I have a question for you and the SB readers. This is our third year living on our rural retreat and fifth year prepping in earnest. We have animals, a large garden, stored food, and other essentials. We’ve come a long way, but I can’t help but think when I survey everything how far we still have to go to become truly self-sufficient. Our garden wouldn’t come close to feeding our family year-round, but I’m already stretched to capacity with the current size, not to mention the animals and general farm chores (like cutting and splitting wood for the winter). Of course, I still have a day job, but it is flexible as I am self-employed. In a TEOTWAWKI scenario, all my time would be freed up for manual labor, but still, true self-sufficiency seems like an illusive dream.

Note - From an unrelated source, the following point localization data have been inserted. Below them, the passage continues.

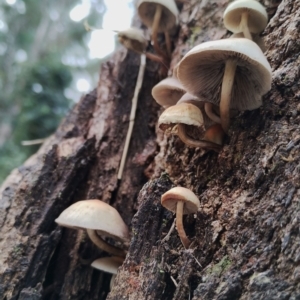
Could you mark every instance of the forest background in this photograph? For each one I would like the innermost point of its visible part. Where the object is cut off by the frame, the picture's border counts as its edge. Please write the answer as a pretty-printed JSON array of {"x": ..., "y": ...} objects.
[{"x": 43, "y": 54}]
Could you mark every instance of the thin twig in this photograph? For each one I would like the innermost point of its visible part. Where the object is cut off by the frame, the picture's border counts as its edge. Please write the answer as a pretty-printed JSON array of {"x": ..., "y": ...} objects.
[
  {"x": 138, "y": 86},
  {"x": 33, "y": 142},
  {"x": 174, "y": 281}
]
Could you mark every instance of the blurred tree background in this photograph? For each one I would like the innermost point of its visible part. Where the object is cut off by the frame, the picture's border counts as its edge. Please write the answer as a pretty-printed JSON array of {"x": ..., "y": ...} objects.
[{"x": 41, "y": 52}]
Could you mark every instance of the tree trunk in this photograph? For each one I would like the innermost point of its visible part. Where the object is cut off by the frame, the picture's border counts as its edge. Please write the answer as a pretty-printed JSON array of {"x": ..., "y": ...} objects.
[{"x": 245, "y": 238}]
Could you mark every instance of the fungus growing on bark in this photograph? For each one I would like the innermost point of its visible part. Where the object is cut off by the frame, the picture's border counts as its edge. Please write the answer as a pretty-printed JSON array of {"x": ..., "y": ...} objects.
[
  {"x": 209, "y": 111},
  {"x": 97, "y": 217},
  {"x": 247, "y": 16},
  {"x": 167, "y": 92},
  {"x": 215, "y": 134},
  {"x": 181, "y": 201},
  {"x": 234, "y": 74},
  {"x": 133, "y": 39},
  {"x": 109, "y": 265},
  {"x": 175, "y": 118},
  {"x": 160, "y": 16}
]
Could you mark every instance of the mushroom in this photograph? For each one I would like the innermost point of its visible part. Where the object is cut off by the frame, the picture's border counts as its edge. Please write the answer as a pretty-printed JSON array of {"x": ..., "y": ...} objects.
[
  {"x": 232, "y": 72},
  {"x": 181, "y": 201},
  {"x": 256, "y": 38},
  {"x": 109, "y": 265},
  {"x": 97, "y": 217},
  {"x": 161, "y": 16},
  {"x": 134, "y": 39},
  {"x": 210, "y": 116},
  {"x": 167, "y": 92},
  {"x": 247, "y": 16},
  {"x": 215, "y": 134},
  {"x": 175, "y": 118}
]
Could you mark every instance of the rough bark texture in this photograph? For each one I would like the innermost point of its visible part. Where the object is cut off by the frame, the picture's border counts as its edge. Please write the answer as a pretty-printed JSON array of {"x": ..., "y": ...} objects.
[{"x": 245, "y": 238}]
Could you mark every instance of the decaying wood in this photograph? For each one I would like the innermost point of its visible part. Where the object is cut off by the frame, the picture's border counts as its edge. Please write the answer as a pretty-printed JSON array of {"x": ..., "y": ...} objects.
[{"x": 245, "y": 238}]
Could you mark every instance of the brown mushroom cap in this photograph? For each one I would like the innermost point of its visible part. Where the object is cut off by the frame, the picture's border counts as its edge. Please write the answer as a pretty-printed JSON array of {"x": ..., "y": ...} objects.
[
  {"x": 170, "y": 198},
  {"x": 167, "y": 92},
  {"x": 184, "y": 113},
  {"x": 108, "y": 264},
  {"x": 96, "y": 215},
  {"x": 133, "y": 39},
  {"x": 201, "y": 72},
  {"x": 147, "y": 8},
  {"x": 257, "y": 16}
]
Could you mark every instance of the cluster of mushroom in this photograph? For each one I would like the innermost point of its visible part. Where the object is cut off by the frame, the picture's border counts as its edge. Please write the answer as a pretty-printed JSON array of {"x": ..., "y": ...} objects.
[
  {"x": 216, "y": 79},
  {"x": 100, "y": 220},
  {"x": 161, "y": 16}
]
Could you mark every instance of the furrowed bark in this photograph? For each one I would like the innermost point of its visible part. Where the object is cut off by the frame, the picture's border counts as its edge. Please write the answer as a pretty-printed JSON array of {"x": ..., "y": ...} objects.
[{"x": 245, "y": 239}]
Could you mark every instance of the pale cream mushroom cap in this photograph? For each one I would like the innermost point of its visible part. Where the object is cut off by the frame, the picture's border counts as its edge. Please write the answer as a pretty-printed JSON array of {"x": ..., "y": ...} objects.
[
  {"x": 184, "y": 113},
  {"x": 96, "y": 215},
  {"x": 133, "y": 39},
  {"x": 201, "y": 72},
  {"x": 255, "y": 38},
  {"x": 108, "y": 264},
  {"x": 257, "y": 15},
  {"x": 170, "y": 198},
  {"x": 167, "y": 92},
  {"x": 147, "y": 8}
]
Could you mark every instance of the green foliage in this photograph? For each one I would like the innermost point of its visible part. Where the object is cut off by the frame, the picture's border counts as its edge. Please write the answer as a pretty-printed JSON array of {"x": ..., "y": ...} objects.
[{"x": 32, "y": 101}]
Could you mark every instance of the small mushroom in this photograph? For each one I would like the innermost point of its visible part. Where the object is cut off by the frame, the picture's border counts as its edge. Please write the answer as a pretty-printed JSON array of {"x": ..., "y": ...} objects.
[
  {"x": 232, "y": 72},
  {"x": 247, "y": 16},
  {"x": 160, "y": 16},
  {"x": 209, "y": 111},
  {"x": 255, "y": 37},
  {"x": 134, "y": 39},
  {"x": 97, "y": 217},
  {"x": 215, "y": 134},
  {"x": 175, "y": 118},
  {"x": 167, "y": 92},
  {"x": 109, "y": 265},
  {"x": 181, "y": 201}
]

I’m curious how others are doing on their quest towards self-sufficiency and if they have any sage advice to share. Thanks – RG

HJL Replies: True, complete self-sufficiency is tough to achieve and generally results in compromises and lifestyle choices that we wouldn’t normally choose. When you have no one else to depend on, you have to produce everything yourself. In 1978, Soviet geologists prospecting in remote Siberia found a family doing just such a thing. The story is quite moving but has a practical side to it. Sans contact with other people, communications skills suffered as did their living conditions. The name of the game was bare minimalist survival, as that was all they could do. Certainly, survival in Siberia is much tougher than independent survival on a tropical island where things grow of their own accord. Locations such as Siberia, or semi-arid deserts, like much of the southwest, mean that much more of your time is taken up with simply providing enough calories to survive.

This is the reason we believe you should surround yourself with like-minded individuals. You can still maintain a relative amount of individuality, yet have the greater strength of the group when it comes to tasks requiring specialization or protection. It’s hard to find the time to shoe your own horse when you are tending a garden tasked with all of your food needs, but one man can certain shoe a village of horses and barter that service for garden produce from those who farm.

Total self-sufficiency can be achieved, but it’s not a lifestyle that I would choose to live when other options are available.